I was fairly involved with the embedded search deployed by the Wikimedia Foundation on all the wikipedias, wiktionaries, commons, wikidata, etc. So I have somewhat related experience. Not totally related because each wikipedia has its own list of pages, but some relationship.
We used the language analyzers built into Elasticsearch for all the languages that didn't have an active reviewer. We used a custom analyzer for English and for Italian and did accent squashing. They were just built out of the analyzers built into Elasticsearch but weren't
italian. Maintaining these isn't too hard because you rarely tweak them, but you need to be careful with testing.
We used MediaWiki's inbuilt redirect functionality rather than synonyms. This let the wiki maintainers set up the redirects that were appropriate. So ever page has a title and a number of "redirect" titles, all of which are indexed and searched.
We did predictive text using edge-ngrams. We didn't use the completion suggester because it was experimental at the time and didn't handle deleted documents. I believe they've since gone to something much fancier after I left.
Our goals were, in order,
- Didn't fall over under the load.
- Stable enough that you didn't have to worry about it paging you every night.
- Updated quickly. Old system was once every few days, new one was a few second behind real time.
- Reasonable response times
- Recall good enough that people thought it was good. Fairly unscientific.
Later work after I left was more in terms of improving recall.
The system took about a year and a half to deliver fully.
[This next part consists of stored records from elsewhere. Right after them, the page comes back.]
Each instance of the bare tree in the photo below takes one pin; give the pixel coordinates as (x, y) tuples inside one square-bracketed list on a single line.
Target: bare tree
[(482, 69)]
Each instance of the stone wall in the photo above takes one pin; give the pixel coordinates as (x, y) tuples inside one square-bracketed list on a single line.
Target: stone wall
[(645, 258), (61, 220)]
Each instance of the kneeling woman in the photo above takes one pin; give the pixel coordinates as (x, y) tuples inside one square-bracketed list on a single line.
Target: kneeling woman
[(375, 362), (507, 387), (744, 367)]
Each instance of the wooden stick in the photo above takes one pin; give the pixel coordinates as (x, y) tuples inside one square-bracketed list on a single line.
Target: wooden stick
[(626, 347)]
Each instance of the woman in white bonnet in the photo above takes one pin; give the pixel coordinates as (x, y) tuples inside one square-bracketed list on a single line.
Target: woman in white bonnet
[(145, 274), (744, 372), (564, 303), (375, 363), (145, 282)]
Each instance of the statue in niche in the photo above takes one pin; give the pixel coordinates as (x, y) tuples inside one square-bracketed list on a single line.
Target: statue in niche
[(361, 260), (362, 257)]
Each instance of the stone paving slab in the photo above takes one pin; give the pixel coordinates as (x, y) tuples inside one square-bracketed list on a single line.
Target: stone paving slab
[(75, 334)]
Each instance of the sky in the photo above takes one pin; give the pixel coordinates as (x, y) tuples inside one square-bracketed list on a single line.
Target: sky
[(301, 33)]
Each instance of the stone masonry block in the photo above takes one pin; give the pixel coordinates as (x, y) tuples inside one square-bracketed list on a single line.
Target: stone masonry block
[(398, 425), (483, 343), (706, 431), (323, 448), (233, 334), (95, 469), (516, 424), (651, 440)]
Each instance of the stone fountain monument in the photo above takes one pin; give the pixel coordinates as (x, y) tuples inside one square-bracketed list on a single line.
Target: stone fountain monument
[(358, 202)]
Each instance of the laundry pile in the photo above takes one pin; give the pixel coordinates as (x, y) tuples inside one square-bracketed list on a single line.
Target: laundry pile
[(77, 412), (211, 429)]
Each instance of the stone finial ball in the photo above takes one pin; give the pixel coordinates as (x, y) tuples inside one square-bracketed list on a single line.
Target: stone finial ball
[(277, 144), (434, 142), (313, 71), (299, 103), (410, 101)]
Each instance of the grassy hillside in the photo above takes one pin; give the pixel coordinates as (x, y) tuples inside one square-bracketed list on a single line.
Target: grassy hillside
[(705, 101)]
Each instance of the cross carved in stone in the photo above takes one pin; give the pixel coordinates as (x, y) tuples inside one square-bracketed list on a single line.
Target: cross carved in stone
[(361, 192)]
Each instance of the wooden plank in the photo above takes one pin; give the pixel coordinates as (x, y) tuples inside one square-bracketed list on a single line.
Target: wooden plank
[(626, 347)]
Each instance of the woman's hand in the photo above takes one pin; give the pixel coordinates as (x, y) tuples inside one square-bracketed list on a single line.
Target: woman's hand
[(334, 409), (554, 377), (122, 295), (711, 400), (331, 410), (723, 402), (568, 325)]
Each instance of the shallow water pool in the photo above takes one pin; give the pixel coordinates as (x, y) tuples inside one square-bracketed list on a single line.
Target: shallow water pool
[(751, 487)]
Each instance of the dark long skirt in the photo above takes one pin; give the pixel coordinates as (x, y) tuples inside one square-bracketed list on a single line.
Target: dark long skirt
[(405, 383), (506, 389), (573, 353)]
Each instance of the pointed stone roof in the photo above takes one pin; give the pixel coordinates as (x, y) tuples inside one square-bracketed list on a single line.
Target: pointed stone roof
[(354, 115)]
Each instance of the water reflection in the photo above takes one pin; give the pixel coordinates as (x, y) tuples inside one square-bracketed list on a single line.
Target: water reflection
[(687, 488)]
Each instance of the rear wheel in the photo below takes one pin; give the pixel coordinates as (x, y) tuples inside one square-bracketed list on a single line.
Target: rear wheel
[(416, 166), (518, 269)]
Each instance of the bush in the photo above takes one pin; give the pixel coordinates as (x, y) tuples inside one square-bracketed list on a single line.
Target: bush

The first launch was six months in. The year between the first launch and deploying to enwiki we:
- Contributed a few things to Elasticearch
- Wrote our own highlighter
- Implemented regex search for text, a super nice tool for article editors if a little slow. Still way, way faster than a linear regex search.
- Scrounged up a lot more hardware.
- Actually bought hardware.
- Spent some time improving the job management system in general use at the WMF, particularly how it worked with our indexing jobs.
I expect you'd be able to get something reasonable together much, much faster than our year and a half. A lot of our trouble was due to trying to get online updates with very little hardware, trying to juggle hardware from an old system into the new one, and the traffic. Performance testing on real hardware was critical because it is fairly expensive to have enough hardware to support the search load for WMF. We only had the real hardware to test with. And a lot of what we did was react to performance problems and patch them in Elasticsearch or by building things we needed.